In Britain, the procedure could benefit 150 births a year; in the U. S., 778. The U.S. Institute of Medicine has been asked by the Food and Drug Administration to issue its own report on the ethical and social considerations of mitochondrial replacement therapy.
Canada’s Assisted Human Reproduction Act says no person shall knowingly “alter the genome of a cell of a human being or in vitro embryo such that the alteration is capable of being transmitted to descendants.”
Dalhousie University bioethicist Françoise Baylis, who doesn’t think there’s a compelling case for mitochondrial replacement, questions the “time, talent and energy” being spent on helping a few women have genetically linked children, when there are other ways of having a family, including adoption, or stan- dard IVF using a donor egg. “They’re saying, ‘I don’t want any child. I want this child — this child that’s genetically connected to me.’ And I want to say, why is that important?”
Some of the steps involved in mitochondrial therapy, Baylis argues, “would otherwise look very similar to cloning.” Others worry the procedure could lead society down a path to genetic enhancement
Baylis says science is nowhere near being able to select for something as complex as, say, memory. Still, she asks, “Will we, as a species, try? Will we forge ahead? Might we eventually succeed? I think so.”
She grounds her concerns in capitalism and hubris. “The minute somebody knows how to do it, and make it, they’re going to sell it. And the minute it’s for sale, people are going to want to buy it.”
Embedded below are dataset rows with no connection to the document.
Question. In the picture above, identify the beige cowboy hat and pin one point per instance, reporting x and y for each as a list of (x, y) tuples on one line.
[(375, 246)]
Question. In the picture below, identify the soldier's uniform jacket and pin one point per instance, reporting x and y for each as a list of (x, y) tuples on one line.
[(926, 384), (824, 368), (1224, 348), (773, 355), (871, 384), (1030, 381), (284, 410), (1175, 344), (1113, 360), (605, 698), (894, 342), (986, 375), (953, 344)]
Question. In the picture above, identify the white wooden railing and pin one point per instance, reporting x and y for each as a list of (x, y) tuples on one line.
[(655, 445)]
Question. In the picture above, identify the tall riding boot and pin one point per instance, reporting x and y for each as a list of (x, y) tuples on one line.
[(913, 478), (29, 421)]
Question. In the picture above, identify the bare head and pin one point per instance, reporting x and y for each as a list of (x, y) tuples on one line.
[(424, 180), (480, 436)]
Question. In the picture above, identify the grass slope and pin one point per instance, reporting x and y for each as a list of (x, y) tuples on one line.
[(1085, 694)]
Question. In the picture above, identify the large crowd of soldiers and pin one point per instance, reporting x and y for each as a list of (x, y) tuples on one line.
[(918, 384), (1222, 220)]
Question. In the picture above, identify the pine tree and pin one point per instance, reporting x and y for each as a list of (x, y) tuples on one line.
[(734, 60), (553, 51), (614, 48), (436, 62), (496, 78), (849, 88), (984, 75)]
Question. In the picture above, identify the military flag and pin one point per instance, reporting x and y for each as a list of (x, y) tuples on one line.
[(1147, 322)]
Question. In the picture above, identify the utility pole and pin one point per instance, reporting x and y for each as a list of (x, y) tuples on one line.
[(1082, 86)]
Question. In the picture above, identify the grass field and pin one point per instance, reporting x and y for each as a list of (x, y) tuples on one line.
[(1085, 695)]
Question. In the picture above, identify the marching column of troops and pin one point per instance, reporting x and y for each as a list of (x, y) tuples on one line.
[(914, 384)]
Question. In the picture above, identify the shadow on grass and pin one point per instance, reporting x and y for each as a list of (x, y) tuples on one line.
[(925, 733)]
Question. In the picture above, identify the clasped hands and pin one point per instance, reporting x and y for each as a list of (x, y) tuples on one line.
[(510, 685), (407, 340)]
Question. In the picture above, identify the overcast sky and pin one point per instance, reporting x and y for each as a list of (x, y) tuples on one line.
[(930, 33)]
Dr. Mark Tarnopolsky, an expert in mitochondrial disorders, doesn’t see any ethical issues. “I’ve seen people from the first few days of life, to people in their 60s and 70s die from these diseases,” says Tarnopolsky, a pediatrics prof at Hamilton’s McMaster University. He views mitochondrial replacement as a minor alteration of standard IVF. “There are always people who take things to hyperbole,” he says.
But, “I’m watching kids and people die (from fatal disease). If we can stop that with this somewhat sophisticated twist on a current practice, it seems progressive and appropriate to do so.”